At the same meeting, Rio Tinto chairman Paul Skinner said he had “regrets” over the handling of the $38bn acquisition of Canadian mining group Alcan in 2007, which brought with it the packaging business – a division that Rio Tinto had no intention of holding.

“When I reflect back I concede that some things could have been done differently. We did not move fast enough to dispose of Alcan’s packaging business before the downturn,” Skinner said.

Skinner’s comments came at his last AGM before Jan du Plessis, the chairman of British American Tobacco, took up the role of chairman at Rio Tinto Alcan this morning.

The comments have given rise to more speculation that a sale of the Alcan packaging business is imminent.

Amcor is currently understood to be the frontrunner for the acquisition after it said in February that it was in talks with Rio Tinto regarding a possible buy-out of part of the Alcan Packaging business, which Rio Tinto acquired in its $38bn takeover of rival miner Alcan in 2007.

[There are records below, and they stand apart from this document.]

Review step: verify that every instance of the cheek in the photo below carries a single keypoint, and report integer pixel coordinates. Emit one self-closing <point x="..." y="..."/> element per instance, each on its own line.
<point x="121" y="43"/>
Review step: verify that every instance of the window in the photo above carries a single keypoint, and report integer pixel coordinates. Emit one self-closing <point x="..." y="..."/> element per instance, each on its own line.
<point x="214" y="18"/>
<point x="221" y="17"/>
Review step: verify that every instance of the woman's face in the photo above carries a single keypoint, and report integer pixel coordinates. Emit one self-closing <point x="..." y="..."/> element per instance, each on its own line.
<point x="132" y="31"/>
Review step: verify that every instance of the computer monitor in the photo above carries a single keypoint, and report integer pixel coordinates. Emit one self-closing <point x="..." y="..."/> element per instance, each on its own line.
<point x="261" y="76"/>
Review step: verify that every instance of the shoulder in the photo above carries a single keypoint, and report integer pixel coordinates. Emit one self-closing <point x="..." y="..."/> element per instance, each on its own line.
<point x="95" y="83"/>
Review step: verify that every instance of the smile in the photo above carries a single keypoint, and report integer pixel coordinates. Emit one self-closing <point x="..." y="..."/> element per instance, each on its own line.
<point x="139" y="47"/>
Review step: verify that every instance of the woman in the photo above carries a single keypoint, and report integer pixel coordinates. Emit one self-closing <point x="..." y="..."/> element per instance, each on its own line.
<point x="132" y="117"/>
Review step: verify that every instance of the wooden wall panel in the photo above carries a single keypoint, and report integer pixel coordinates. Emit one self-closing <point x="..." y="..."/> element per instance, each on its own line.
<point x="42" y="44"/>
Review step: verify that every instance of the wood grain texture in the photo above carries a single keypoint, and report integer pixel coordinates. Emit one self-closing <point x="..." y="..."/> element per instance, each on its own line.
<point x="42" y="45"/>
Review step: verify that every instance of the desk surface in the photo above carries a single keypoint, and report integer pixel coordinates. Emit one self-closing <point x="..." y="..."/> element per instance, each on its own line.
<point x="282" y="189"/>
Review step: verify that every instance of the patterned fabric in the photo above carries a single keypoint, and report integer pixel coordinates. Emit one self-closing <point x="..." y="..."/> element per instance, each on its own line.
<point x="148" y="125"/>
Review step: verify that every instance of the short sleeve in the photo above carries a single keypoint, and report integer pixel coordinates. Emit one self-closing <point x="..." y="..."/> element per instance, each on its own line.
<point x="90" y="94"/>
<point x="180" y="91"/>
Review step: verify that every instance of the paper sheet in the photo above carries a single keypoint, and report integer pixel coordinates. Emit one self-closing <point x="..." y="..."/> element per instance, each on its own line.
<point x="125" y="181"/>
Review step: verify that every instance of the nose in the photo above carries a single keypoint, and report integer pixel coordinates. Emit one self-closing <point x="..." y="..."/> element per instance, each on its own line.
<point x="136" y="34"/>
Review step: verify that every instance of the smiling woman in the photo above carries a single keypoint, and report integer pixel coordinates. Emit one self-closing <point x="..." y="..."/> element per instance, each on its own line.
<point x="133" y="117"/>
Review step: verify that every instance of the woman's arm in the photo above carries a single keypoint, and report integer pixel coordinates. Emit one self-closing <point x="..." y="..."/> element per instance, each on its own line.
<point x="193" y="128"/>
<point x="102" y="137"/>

Analysts have now begun speculating over the price that Amcor could pay. Royal Bank of Scotland speculated last week that Amcor could pay $2bn for the food packaging business or $2.2bn for Alcan’s food packaging business in Europe as well as its tobacco, pharmaceutical and medical packaging divisions.

One source told Packaging News: “It is clear that given the current market, the price is lower than it might have been.”

Macquarie Equities, another analyst, has said that Amcor’s recent share-price rise – its value has gone up more than 30% since early March – would make the acquisition even more attractive for Amcor.